One of the main reasons for last year's NBA lockout was that the owners wanted to impose some sort of fiscal discipline on the game. They didn't want basketball to turn into the farce that is modern baseball, where a handful of teams with the deepest pockets monopolize all the best free agents and, as a result, all the championships. To that end, the NBA's new Collective Bargaining Agreement imposes a salary cap to limit the payrolls of individual teams and also has a luxury tax—to begin in the 2001-2002 season—to penalize those teams that exceed the cap. If you look at the current salary structure of the league, it looks as if that effort at discipline is working. Virtually all of the most successful teams have payrolls within the fairly narrow range of $45 million to $50 million. (One way to look at this is to think in terms of a basketball price/earnings ratio, where price is the number of millions a team spends on players' salaries and earnings are wins. Most good teams have p/e ratios of less than one: Miami [.978], Utah [.984], Phoenix [.877], Philadelphia [.863] are typical, meaning that in the NBA right now the consensus is that you have to spend just under a million dollars to "buy" a regular season win.) The cap is also credited with the emergence of highly cost-conscious rebuilding strategies in places like Chicago and Orlando. Earlier this month, Lakers sources said that owner Jerry Buss was balking at paying Shaquille O'Neal the full $83.5 million, three-year contract extension Shaq is due in 2003 because Buss didn't want to pay the luxury tax. That sounds like fiscal discipline is working. Right?
Well, actually not. And for proof look no further than this year's playoffs, where the final four teams also happen to be the teams with the four highest payrolls. In fact, Portland ($73.9 million) and New York ($71.3 million) are spending almost $20 million more on players than the third highest-spending team and $30 million more than the average for most competitive franchises. (The p/e for the Trail Blazers is 1.25 and for the Knicks an outsize 1.426.) Portland and New York, quite simply, bought their way into this year's playoffs, which, under the collective bargaining agreement, wasn't supposed to happen. What went wrong?
The answer is that the agreement has a crippling loophole. First of all, the NBA has what is called a "soft" cap (unlike the NFL, which has a "hard" cap), in order to promote stability. What that means is that a team is allowed to exceed the cap in order to re-sign its own free agents. In other words, if I'm Orlando and I want to sign Tim Duncan this off-season, I'm limited by how much room I have under the cap. If I'm San Antonio, trying to re-sign Duncan, I can pay him whatever I want. The soft cap explains why Portland has a payroll of almost $74 million, even though the cap is $34 million: They are awfully generous when it comes to re-signing players.
To rein in teams that over-exploit the soft cap, the collective bargaining agreement also includes a luxury tax. According to a complicated formula, a second cap is created—significantly higher than the first—and for every dollar a team is over the second cap, they're required to pay a dollar in penalties. (See this FAQ on salary caps for more info.)

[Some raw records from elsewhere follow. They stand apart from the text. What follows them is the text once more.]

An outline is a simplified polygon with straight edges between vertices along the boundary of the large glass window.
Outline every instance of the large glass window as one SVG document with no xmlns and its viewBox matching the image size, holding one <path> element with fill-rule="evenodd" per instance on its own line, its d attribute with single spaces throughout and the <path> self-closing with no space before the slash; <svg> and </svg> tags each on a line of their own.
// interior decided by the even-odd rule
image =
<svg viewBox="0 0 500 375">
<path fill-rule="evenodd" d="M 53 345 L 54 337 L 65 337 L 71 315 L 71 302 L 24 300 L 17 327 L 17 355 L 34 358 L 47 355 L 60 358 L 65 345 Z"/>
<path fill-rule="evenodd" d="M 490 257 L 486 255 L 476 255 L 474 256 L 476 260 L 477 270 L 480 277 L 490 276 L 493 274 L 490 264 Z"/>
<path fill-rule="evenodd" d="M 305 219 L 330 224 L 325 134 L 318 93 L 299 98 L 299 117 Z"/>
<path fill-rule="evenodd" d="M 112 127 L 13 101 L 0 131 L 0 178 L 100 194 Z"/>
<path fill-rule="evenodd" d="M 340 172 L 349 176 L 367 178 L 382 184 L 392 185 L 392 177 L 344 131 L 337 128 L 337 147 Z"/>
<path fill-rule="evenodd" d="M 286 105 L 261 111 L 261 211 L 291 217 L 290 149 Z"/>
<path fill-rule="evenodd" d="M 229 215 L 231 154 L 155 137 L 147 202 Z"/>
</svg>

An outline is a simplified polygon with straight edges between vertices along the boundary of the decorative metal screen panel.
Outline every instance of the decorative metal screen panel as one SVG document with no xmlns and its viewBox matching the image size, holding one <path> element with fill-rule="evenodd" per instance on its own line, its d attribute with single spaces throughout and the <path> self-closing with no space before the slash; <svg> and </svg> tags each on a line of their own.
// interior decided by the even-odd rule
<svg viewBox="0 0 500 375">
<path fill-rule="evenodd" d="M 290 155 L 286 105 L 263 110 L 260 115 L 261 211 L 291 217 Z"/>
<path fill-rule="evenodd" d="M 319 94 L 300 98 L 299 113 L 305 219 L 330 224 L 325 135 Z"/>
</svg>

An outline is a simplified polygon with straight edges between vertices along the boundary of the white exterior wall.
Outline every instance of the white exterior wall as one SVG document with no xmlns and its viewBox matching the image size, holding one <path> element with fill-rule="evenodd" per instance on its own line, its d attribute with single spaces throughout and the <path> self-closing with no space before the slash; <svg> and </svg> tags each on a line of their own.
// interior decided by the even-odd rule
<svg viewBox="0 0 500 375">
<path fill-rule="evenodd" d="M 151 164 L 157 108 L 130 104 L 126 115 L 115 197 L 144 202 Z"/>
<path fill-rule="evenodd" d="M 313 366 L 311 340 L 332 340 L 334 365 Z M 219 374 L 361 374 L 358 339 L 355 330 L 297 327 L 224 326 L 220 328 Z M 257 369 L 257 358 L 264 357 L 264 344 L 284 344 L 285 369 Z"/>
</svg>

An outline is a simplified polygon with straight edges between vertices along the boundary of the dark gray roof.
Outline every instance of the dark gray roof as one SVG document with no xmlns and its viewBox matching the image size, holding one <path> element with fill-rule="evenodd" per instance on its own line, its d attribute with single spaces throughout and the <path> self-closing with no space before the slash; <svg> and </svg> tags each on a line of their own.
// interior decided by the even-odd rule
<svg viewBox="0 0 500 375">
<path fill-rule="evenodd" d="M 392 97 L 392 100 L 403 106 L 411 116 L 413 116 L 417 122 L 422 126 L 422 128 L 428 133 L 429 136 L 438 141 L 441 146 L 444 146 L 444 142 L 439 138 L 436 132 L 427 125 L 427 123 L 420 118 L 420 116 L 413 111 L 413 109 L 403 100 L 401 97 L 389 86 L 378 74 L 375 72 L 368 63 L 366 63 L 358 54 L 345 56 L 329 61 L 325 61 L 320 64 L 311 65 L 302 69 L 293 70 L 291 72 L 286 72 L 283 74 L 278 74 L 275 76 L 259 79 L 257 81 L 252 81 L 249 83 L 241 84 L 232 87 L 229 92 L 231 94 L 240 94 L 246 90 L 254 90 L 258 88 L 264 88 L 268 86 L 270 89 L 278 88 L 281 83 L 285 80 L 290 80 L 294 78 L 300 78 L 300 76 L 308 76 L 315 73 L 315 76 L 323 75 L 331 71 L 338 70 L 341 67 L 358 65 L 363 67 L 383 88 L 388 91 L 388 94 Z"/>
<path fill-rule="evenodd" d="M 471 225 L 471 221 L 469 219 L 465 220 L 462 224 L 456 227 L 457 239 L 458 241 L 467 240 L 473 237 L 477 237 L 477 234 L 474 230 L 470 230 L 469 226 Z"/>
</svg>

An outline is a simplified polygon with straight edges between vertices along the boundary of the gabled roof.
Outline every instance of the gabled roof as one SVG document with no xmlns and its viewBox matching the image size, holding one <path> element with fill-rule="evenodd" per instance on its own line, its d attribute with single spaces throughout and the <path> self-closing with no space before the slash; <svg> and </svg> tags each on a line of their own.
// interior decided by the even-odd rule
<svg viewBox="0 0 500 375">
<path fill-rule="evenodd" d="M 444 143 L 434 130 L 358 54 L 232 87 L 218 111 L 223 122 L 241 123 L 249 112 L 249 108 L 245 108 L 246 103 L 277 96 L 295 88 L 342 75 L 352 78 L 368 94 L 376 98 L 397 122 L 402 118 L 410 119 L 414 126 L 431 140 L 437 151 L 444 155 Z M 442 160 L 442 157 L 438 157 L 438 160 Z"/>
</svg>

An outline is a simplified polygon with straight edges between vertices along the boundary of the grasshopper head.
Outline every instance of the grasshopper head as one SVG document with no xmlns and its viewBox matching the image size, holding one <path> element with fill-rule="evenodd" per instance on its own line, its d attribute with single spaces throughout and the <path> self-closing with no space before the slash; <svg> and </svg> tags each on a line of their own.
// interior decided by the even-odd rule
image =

But here's where the loophole comes in. The second cap doesn't automatically apply to big spenders. It kicks in only when the total of all players' salaries exceeds 61.1 percent of total basketball revenues for that year. And that 61.1 percent is a very generous level. In all, it's never been breached. Last year—prorated for a full season—players' salaries were about 58 percent of revenue. This year, even after players' salaries jumped a whopping 18 percent in the off-season, the National Basketball Players Association estimates they'll reach only about 59 percent of revenue. It's possible, for course, that by 2001-2002, when the luxury tax kicks in for the first time, continued salary inflation will have pushed us above that mark. But that season, it should be pointed out, will be the fourth and final year of the NBA's television deal with NBC. And if, as expected, the next deal is more lucrative, the share of revenues taken up by salaries is going to fall again. The luxury tax may well only be a one-year phenomenon.
The genius—if you want to call it that—of the Trail Blazers and the Knicks, in other words, is that they recognized, in advance of everyone else, that the luxury tax was essentially toothless. So long as most NBA teams exercise some restraint—which most owners clearly want to do—the system allows teams like the Knicks and Trail Blazers to spend all they want. The fact that the Clippers spend only $22.5 million and the Bulls spend $27 million means that Portland can get away with paying Damon Stoudamire $10 million a year and Jermaine O'Neal—Jermaine O'Neal!—$5 million a year. It's hard to comprehend just how idiotic this system is. The reason we have regulatory or enforcement systems of any sort—from the IRS to police departments—is not because most of us want to break the law; it's because a tiny minority wants to break the law. Professional sports are no different. Competitive inequities are caused by the actions of a small number of owners—like George Steinbrenner or Peter Angelos or Paul Allen—who, by virtue of their temperament or deep pockets, are willing to pay anything for a winner. A solution that gives the profligate few carte blanche is not a solution. We gave up half the season last year for this?